Sabine Hopp: Fax und später E-Mails machten es für höreingeschränkten Menschen zum ersten Mal möglich, selbstständig digital zu kommunizieren. Ein Erfolg ist auch das Untertiteln von TV-, Video- und Audio-Sequenzen sowie das Einblenden von Simultan-Gebärden-Dolmetschern. Mittlerweile ist auch das Smartphone für einen Großteil der Gehörlosen zu einem unverzichtbaren Kommunikationsmittel geworden. Digitale Warnsysteme können die Sicherheit für Höreingeschränkte erhöhen, zum Beispiel durch Notruf-Apps, wie Echo112 oder Katwarn, und mithilfe von akustischen, visuellen und vibrierenden Hinweisen. Die Smart Home-Technologien befinden sich noch in der Entwicklung. Nicht außer Acht zu lassen ist zudem der Umstand, dass Digitalisierung sowie Smart Home-Technologien nicht alle Bevölkerungsstrukturen gleichermaßen erreichen. Die Ursachen hierfür sind vielfältig und können ökonomisch oder sozial, aber auch durch eine eingeschränkte Motorik bedingt sein. Die Digitalisierung bietet viel Potenzial, ist aber keine Allzwecklösung. Das ist gerade aktuell in der Corona-Krise spürbar. Video-Konferenzen sind für Gehörlose beispielsweise nur eingeschränkt oder gar nicht nutzbar, da die oft niedrige Übertragungsqualität eine saubere Live-Aufnahme sowie simultane und korrekte automatische Untertitel verhindern.

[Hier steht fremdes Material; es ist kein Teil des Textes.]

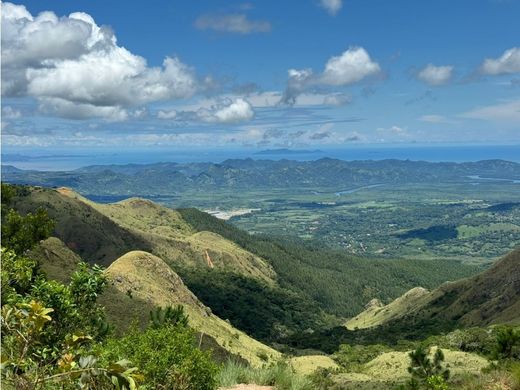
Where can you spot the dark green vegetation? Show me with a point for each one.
(310, 279)
(487, 298)
(289, 293)
(55, 335)
(340, 283)
(386, 208)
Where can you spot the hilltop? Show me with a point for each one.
(174, 178)
(492, 297)
(242, 277)
(139, 282)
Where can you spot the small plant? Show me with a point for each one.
(507, 343)
(169, 315)
(426, 372)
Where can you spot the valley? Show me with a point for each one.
(386, 209)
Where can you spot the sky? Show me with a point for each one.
(259, 74)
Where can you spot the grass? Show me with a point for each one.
(390, 369)
(377, 315)
(280, 375)
(307, 365)
(140, 280)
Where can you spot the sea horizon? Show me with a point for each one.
(66, 160)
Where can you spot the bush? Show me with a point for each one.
(352, 357)
(280, 375)
(167, 357)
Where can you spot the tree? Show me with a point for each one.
(507, 343)
(168, 316)
(425, 371)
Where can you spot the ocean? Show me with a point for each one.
(61, 160)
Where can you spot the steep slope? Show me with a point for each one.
(491, 297)
(102, 233)
(90, 234)
(140, 280)
(55, 259)
(172, 178)
(376, 313)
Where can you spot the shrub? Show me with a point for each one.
(166, 356)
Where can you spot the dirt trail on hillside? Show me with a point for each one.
(208, 260)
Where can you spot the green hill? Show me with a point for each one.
(376, 313)
(267, 287)
(139, 282)
(491, 297)
(102, 233)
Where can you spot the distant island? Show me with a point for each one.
(289, 151)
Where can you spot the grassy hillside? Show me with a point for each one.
(340, 283)
(268, 287)
(376, 313)
(102, 233)
(491, 297)
(488, 298)
(171, 178)
(143, 280)
(390, 369)
(138, 282)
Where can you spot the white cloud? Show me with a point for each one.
(435, 75)
(434, 118)
(232, 23)
(227, 111)
(239, 110)
(71, 110)
(352, 66)
(9, 112)
(332, 6)
(71, 61)
(508, 63)
(501, 112)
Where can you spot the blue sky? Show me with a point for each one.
(261, 74)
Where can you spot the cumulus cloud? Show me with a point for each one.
(352, 66)
(232, 23)
(9, 112)
(508, 63)
(237, 111)
(435, 75)
(77, 69)
(332, 6)
(434, 118)
(501, 112)
(229, 111)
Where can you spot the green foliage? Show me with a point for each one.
(436, 382)
(172, 316)
(352, 357)
(8, 192)
(167, 357)
(263, 311)
(21, 233)
(427, 371)
(321, 379)
(507, 343)
(18, 273)
(476, 340)
(280, 375)
(332, 280)
(29, 363)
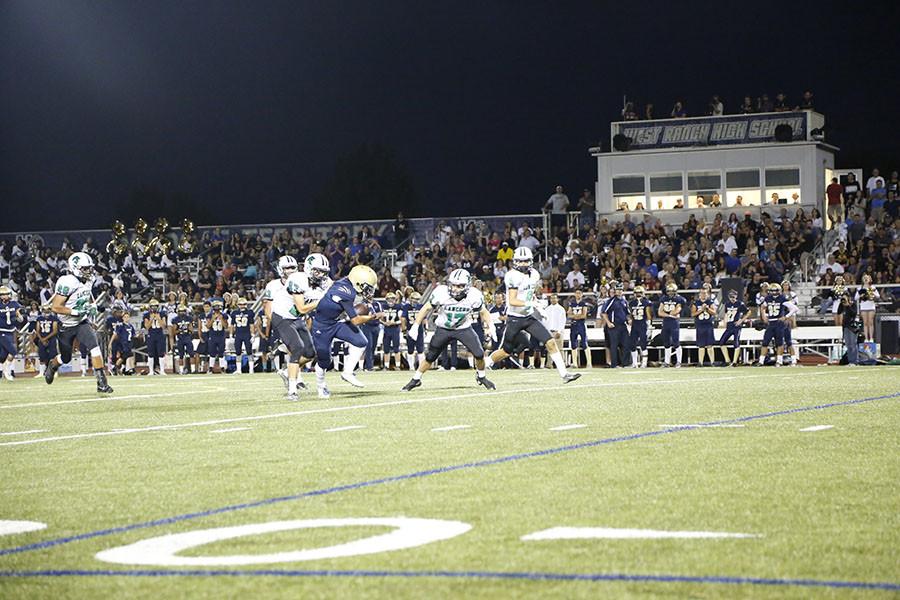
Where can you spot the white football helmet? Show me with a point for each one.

bfb: Welche Maßnahmen empfehlen Sie, um die Nutzbarkeit für Gehörlose und schwerhörige Menschen auch in Bestandsgebäuden zu verbessern?
Sabine Hopp: Eine punktuelle technische Nachrüstung ist in der Regel unproblematisch. Akustische, visuelle oder vibrierende Komponenten lassen sich einfach per Funk/W-Lan aufschalten und individuell anbringen. So können beispielsweise Türsysteme mit Gegensprechanlagen leicht mit akustischen und visuellen Elementen nachgerüstet werden. In Veranstaltungsräumen oder Hörsälen sind funkbasierte Lösungen denkbar, beispielsweise Saaltonsender, die mittels kleinem Empfangsgerät und eigenen In-Ear-Kopfhörer oder FM-Anlagen empfangen werden können.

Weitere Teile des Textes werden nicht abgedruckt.